25 de noviembre de 2015

La soledad del demente

Coordenadas: Calle Kuphor, 12. Toledo. Restaurante "Matzumuto". 21:00h.

- ¿Ha visto la carta? ¿Quiere pedir ya? - el camarero le miraba sonriente.
- Creo que sí. He visto que sirven salsa de rocoto.
- Efectivamente señor.
A pesar de que su español era perfecto, el fuerte acento japonés del camarero le contrariaba. Estaba sacandole de sus casillas, aunque hasta el momento tenía controlados sus tics. Se apresuró a pedir la cena para perder de vista a Yamato, el cual llevaba escrito su nombre en una tarjeta clavada en la pechera.
- Sí, sí, está bien. Tráigame un plato de salsa de rocoto.
Yamato dudo antes de anotar  nada en su libreta. Su cara reflejaba la más absoluta estupefacción. El cliente evidenciaba en su comportamiento que no era una persona común. Sin embargo, la petición era descabellada. Ningún ser humano podría ingerir tal cantidad de salsa de rocoto y vivir para contarlo. 
- Señor, no..., no tenemos tal cantidad de salsa. Es muy fuerte señor. Apenas se pone una cucharada en cada plato.
- ¿Qué no tienen? - su tono era entre enfadado y sorprendido. Se asió la cabeza con las dos manos, escondiendo la cara tras ambos brazos. - Bueno, bueno, está bien, tráigame los rocotos enteros, no tengo tiempo que perder.
Ambos pies se movían descontrolados arriba y abajo. El movimiento ascendía por sus piernas y hacía temblar la silla donde estaba sentado. Solo su propio peso la mantenía pegada al suelo. Intentó respirar profundamente, había aprendido algunos trucos para relajarse en la terapia, antes de que lo expulsaran. 
Aquel psiquiatra era un mequetrefe. Eric no sé que. ¿Dónde habría obtenido el título aquel inútil?
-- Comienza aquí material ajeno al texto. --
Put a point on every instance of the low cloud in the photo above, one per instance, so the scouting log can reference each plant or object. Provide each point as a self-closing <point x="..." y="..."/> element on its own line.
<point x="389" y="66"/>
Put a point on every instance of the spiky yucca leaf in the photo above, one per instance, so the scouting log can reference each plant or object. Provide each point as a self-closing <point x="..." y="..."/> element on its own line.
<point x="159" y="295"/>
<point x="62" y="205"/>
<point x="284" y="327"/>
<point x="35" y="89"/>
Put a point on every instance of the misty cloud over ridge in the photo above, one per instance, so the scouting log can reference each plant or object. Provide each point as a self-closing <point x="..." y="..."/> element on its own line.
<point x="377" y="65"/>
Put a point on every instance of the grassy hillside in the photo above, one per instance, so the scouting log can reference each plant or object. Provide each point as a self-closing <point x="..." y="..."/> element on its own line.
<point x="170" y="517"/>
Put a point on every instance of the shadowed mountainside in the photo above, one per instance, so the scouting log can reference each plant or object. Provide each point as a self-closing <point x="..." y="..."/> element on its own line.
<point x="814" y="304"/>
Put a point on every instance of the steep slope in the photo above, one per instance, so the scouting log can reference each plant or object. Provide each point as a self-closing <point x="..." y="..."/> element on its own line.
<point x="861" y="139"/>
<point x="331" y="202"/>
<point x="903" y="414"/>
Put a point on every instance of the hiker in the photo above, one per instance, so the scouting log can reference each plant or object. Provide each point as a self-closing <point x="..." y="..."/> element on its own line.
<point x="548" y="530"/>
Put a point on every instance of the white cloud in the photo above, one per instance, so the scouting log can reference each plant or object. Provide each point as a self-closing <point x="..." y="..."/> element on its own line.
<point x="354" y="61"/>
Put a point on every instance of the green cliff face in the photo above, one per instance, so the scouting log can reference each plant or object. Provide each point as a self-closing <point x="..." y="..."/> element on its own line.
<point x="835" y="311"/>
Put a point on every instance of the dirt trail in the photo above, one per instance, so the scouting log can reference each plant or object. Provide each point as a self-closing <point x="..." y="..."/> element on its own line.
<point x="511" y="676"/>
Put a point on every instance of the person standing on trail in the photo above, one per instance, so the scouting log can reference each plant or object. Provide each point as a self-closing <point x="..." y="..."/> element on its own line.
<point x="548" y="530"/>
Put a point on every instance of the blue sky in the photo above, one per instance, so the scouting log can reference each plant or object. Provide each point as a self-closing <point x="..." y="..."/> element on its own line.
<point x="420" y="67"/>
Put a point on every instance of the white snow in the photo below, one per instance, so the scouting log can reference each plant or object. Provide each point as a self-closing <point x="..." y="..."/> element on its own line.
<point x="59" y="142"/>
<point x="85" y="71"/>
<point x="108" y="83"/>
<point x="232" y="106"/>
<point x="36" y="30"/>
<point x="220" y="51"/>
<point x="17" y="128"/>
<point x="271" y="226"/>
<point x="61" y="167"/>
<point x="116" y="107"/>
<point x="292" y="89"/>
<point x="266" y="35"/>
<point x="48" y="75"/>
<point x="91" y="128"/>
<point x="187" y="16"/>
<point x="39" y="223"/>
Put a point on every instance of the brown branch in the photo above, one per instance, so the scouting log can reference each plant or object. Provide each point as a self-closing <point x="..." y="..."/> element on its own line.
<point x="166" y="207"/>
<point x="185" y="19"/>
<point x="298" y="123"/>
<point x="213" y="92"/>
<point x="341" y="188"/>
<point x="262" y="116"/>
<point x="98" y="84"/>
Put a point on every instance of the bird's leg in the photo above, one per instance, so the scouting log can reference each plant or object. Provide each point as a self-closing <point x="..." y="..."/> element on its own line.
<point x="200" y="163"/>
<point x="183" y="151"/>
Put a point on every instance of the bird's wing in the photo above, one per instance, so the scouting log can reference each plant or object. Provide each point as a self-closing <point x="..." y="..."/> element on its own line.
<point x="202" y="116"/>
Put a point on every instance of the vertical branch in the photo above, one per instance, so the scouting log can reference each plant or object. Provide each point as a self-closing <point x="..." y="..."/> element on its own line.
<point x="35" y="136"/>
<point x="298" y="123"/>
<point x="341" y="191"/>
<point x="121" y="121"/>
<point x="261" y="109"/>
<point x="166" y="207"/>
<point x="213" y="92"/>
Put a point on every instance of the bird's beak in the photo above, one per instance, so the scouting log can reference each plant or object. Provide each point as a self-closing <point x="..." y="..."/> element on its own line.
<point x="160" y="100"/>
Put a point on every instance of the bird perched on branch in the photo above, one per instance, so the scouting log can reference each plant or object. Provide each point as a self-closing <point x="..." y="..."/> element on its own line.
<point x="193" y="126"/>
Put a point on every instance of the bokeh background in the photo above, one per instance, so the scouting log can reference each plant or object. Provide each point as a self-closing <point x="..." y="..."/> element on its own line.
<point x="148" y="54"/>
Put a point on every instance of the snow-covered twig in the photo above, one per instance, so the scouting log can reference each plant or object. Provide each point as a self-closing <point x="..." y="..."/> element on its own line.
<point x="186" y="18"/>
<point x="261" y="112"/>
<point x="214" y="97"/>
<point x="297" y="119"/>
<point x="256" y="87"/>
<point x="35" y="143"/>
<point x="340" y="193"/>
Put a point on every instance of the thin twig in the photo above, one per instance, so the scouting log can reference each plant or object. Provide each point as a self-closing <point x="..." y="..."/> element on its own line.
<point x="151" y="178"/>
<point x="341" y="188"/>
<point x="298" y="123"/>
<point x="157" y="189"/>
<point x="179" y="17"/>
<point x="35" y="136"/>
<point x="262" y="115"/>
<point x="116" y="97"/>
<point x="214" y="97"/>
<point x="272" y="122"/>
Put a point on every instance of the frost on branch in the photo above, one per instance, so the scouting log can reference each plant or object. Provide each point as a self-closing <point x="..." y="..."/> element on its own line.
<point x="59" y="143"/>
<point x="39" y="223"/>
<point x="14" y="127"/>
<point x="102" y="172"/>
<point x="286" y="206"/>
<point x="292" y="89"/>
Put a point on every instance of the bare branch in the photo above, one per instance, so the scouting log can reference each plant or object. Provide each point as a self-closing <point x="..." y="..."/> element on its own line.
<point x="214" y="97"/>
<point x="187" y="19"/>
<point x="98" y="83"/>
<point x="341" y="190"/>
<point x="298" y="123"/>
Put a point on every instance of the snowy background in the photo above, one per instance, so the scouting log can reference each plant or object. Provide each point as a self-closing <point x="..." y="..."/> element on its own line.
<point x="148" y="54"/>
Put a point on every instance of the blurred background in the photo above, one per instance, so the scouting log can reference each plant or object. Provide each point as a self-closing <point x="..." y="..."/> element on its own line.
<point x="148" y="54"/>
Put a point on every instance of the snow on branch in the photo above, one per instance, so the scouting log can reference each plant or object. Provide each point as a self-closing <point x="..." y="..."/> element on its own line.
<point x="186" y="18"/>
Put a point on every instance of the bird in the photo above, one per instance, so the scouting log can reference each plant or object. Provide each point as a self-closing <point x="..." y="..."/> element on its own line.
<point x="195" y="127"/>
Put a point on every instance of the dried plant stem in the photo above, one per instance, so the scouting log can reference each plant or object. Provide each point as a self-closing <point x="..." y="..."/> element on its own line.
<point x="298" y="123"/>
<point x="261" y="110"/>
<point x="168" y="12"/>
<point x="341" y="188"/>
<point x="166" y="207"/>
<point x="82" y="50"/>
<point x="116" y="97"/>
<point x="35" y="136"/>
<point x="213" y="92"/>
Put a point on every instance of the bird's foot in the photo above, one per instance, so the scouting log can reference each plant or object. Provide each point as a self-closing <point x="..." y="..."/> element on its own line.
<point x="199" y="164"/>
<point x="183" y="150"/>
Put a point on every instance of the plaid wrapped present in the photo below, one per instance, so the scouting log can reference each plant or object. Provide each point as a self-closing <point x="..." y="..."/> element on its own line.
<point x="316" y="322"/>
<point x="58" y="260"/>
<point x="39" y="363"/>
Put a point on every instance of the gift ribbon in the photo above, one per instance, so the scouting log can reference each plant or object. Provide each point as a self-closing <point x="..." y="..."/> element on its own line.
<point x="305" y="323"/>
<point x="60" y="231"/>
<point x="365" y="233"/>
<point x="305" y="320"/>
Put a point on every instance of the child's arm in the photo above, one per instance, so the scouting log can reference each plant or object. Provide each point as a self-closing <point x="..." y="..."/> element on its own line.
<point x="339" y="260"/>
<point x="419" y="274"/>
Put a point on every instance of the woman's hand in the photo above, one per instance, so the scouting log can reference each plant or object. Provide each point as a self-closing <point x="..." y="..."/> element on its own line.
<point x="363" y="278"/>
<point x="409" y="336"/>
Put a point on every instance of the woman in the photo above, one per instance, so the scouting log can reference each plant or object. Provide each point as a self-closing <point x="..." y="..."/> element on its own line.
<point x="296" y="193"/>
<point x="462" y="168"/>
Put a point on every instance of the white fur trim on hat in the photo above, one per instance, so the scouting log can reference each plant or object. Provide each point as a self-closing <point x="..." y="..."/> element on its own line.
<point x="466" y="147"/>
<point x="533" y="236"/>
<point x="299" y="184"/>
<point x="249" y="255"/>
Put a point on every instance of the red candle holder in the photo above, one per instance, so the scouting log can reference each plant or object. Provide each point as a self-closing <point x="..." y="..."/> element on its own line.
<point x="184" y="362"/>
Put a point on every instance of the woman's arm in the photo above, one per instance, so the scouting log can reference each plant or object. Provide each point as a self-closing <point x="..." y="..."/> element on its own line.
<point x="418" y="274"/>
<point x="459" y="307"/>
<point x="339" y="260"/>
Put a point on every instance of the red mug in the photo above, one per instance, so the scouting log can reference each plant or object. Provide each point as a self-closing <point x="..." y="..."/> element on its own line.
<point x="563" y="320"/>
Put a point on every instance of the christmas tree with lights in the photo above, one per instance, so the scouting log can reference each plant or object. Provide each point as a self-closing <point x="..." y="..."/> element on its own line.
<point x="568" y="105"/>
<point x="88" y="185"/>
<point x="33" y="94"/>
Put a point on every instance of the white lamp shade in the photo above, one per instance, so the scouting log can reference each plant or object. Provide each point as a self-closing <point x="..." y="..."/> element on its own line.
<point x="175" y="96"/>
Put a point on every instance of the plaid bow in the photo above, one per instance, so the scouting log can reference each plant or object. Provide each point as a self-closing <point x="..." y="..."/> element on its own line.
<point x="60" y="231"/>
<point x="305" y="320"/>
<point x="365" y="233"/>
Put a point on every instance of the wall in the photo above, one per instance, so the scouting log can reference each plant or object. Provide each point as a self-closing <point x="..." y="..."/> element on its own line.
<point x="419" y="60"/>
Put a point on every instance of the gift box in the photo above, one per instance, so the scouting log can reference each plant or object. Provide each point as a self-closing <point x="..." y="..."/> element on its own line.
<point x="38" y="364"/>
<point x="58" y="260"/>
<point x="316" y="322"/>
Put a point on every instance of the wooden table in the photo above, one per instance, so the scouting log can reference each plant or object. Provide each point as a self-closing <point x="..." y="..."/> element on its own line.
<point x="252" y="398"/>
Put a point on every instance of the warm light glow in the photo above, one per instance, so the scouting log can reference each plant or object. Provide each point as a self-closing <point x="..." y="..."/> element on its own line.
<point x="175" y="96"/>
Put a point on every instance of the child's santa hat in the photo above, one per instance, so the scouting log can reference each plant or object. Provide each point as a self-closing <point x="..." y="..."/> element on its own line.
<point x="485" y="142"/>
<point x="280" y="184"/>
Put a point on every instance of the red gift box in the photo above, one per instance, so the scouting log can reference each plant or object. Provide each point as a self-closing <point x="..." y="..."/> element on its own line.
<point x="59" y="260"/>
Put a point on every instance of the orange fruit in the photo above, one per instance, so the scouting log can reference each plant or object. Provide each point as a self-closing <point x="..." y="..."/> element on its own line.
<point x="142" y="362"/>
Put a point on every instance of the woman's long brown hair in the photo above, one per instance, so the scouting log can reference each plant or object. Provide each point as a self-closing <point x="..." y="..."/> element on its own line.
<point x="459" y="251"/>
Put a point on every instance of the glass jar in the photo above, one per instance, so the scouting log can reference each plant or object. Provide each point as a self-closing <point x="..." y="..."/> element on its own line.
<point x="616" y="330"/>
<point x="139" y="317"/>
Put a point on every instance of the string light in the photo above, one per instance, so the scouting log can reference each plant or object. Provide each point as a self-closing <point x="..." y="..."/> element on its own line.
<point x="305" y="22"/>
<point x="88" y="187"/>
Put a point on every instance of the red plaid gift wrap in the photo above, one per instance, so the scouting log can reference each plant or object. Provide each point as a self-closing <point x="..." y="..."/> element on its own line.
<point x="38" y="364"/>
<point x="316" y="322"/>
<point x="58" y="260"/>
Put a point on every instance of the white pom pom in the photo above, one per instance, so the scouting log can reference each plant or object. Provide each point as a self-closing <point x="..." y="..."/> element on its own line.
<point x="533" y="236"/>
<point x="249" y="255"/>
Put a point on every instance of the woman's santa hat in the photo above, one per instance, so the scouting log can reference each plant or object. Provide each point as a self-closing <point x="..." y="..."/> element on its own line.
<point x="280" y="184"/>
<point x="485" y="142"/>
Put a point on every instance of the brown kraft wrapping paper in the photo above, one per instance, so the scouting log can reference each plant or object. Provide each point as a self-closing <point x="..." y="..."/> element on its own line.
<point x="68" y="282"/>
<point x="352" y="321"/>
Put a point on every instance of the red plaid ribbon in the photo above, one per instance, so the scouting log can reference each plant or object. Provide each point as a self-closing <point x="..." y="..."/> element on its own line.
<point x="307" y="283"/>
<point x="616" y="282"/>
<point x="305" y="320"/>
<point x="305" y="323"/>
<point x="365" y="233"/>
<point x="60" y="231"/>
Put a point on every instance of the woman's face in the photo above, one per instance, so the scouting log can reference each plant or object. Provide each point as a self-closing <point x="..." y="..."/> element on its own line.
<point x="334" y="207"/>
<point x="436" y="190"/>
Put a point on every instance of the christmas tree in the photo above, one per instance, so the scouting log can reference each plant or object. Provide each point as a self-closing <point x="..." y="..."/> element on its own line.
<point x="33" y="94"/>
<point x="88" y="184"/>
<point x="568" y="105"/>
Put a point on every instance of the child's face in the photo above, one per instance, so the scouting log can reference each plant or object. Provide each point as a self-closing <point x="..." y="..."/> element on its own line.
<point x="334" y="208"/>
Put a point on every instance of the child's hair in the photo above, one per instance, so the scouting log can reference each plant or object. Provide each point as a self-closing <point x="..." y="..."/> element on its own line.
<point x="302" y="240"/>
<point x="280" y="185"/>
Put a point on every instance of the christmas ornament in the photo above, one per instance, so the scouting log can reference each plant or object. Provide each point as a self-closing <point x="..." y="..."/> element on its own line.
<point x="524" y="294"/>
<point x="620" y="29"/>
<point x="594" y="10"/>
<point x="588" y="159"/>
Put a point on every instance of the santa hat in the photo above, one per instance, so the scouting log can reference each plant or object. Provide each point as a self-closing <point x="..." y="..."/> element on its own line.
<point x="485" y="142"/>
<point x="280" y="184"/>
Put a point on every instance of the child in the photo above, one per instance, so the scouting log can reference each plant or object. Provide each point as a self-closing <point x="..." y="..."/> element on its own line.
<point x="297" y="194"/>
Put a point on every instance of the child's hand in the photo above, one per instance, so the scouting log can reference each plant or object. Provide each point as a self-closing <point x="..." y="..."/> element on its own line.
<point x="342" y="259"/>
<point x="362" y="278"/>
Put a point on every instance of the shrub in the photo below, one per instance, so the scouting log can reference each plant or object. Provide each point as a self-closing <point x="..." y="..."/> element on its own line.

Claro que le alteraba de tal manera que termino arrojandole un jarrón a la cabeza. Que había estudiado en Estados Unidos decía. Que había sido médico durante cinco años en el psiquiátrico Clarkson decía. ¡Patrañas! Solo conseguía ponerle nervioso. Se empeñaba en indagar en su pasado, cuando él solo deseaba relajarse. ¿A quién le importaba su pasado? Al psiquiatra desde luego que no. Ponía cara de aburrido mientras le escuchaba. No había mucho que contar, solo horas y más horas de soledad. Claro que nunca le contó porque le gustaba tanto la soledad. Diodor no necesitaba compartir esas cosas con un doctorucho de tres al cuarto con pretensiones de premio Nobel de medicina.
- Aquí tiene sus rocotos señor. Le he traído todos los que tenemos.
Diodor hizo un ademán con la mano derecha para indicarle que podía irse. El olor de los rocotos ya había conectado con su nariz. Penetró en su cuerpo alcanzando rincones desconocidos para sí mismo. Sus ojos dejaron escapar unas lágrimas que se deslizaron por sus mejillas hasta caer encima del plato. Acababan de fundirse en un solo ser. Su soledad no era tal. Era tan simple como que prefería compañías distintas a la humana. 
- Oh queridos míos - suspiró lacónicamente.
Tomó uno del plato un rocoto y lo depositó con suavidad sobre su lengua. Sintió un estallido de calor en la boca, que se extendió a cada centímetro de su cuerpo en cuanto llegó hasta su estómago. 
- Delicioso - volvió a suspirar.
Ingirió uno tras otro los restantes rocotos hasta vaciar el plato. Todos los empleados del restaurante lo miraban desde detrás de la barra. Incluso los cocineros habían salido para ver aquella locura culinaria. Diodor se puso en pie una vez hubo terminado su cena y salió del restaurante sin pedir la cuenta.
- Nadie quiere estar con un demente, ¿ y se extrañan de que me guste la soledad?